CH639792A5 - Fuel units in a nuclear reactor moderated and cooled by pressurised water - Google Patents

Description

The invention relates to a fuel unit in a nuclear reactor moderated and cooled with pressurized water. The fuel unit is especially designed for fast breeders who use plutonium as fuel and light or heavy water as cooling medium and moderator.

In view of the limited world stocks of fissile material, the advantages of fast breeders are obvious; they are able to produce brood material under heat, i.e. Energy generation to convert in fissile material. Brut reactors are particularly desirable which convert the abundant Brut uranium 238 into fissile plutonium 239 and use the latter as fuel, possibly together with plutonium obtained from other types of reactors. Since the development regarding the design and construction of light and heavy water pressure reactors is already well advanced, the use of pressurized water technology for a breeder seems particularly advantageous.

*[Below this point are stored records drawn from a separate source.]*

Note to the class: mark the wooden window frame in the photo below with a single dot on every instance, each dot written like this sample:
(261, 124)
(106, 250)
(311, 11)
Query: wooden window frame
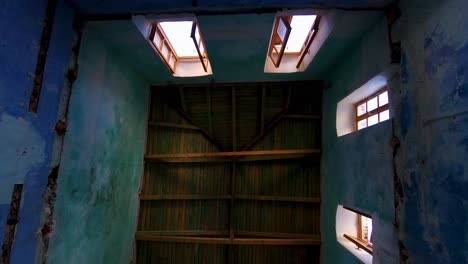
(310, 38)
(202, 56)
(286, 21)
(376, 111)
(156, 29)
(359, 241)
(305, 46)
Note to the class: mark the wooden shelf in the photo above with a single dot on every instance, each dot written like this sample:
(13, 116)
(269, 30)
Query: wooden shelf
(173, 125)
(227, 197)
(214, 156)
(148, 236)
(223, 233)
(183, 197)
(277, 198)
(303, 116)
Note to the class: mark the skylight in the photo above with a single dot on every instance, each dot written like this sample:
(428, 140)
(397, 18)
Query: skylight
(290, 42)
(178, 34)
(300, 28)
(180, 45)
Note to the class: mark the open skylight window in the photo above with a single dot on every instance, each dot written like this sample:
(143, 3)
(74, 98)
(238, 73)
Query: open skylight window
(181, 46)
(296, 38)
(292, 37)
(178, 34)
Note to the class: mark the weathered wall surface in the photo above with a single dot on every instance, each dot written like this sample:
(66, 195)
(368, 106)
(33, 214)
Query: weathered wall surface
(431, 122)
(97, 195)
(429, 108)
(26, 139)
(357, 168)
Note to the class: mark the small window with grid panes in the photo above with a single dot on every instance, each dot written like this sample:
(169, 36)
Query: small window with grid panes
(372, 110)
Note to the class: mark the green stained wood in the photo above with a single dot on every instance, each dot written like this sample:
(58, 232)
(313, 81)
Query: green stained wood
(261, 198)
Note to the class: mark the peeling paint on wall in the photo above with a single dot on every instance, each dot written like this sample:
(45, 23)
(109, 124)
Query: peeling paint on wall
(22, 146)
(102, 161)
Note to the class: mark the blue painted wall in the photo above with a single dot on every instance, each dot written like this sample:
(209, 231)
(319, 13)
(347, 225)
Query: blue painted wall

Heavy water (deuterium oxide D2O) has essentially the same physical and chemical properties as light water (H2O); but their core properties are different. The neutron absorption cross section and the braking power of D2O are considerably smaller than those of H2O. Thus, the use of D2O as a cooling medium in a fast breeder appears particularly promising thanks to the core properties of D2O and the applicability of pressurized water technology. In a plutonium-uranium-deuterium oxide (Pu-U-D20) reactor system with a decreasing atomic ratio of cooling medium and fuel, the conversion or breeding ratios are known to increase. The breeding ratio is the ratio of the number of fissile atoms produced to the number of atoms consumed. High brood ratios, which approach the value of 1.40, can be achieved in a Pu-U-D20 system if a fuel lattice geometry is generated in which the moderator-to-fuel volume ratios are set so that the moderator-to-fuel atomic ratios can be exploited that are 1.0 or lower. Since the choice of a moderator-to-fuel atomic ratio determines the volume of cooling medium per fuel mass unit, it goes without saying that when determining a fuel grid which allows a sufficient cooling medium flow rate at a low moderator-to-fuel ratio, Difficulties may arise. The high flow rates necessary to ensure the required reactor core cooling lead to high flow rates in the channels, which are kept very narrow to achieve a low moderator-to-fuel ratio. In the tightly packed fuel rod grids, the use of the usual spacer grids is disadvantageous, since these interposed grids limit the tight packing of the rods and because the flow can also excite vibrations of the spacer grilles; the parasitic absorption of the lattice material and the increase in hydraulic pressure losses as a result of the spacer lattices used in the narrow flow channels are also disadvantageous.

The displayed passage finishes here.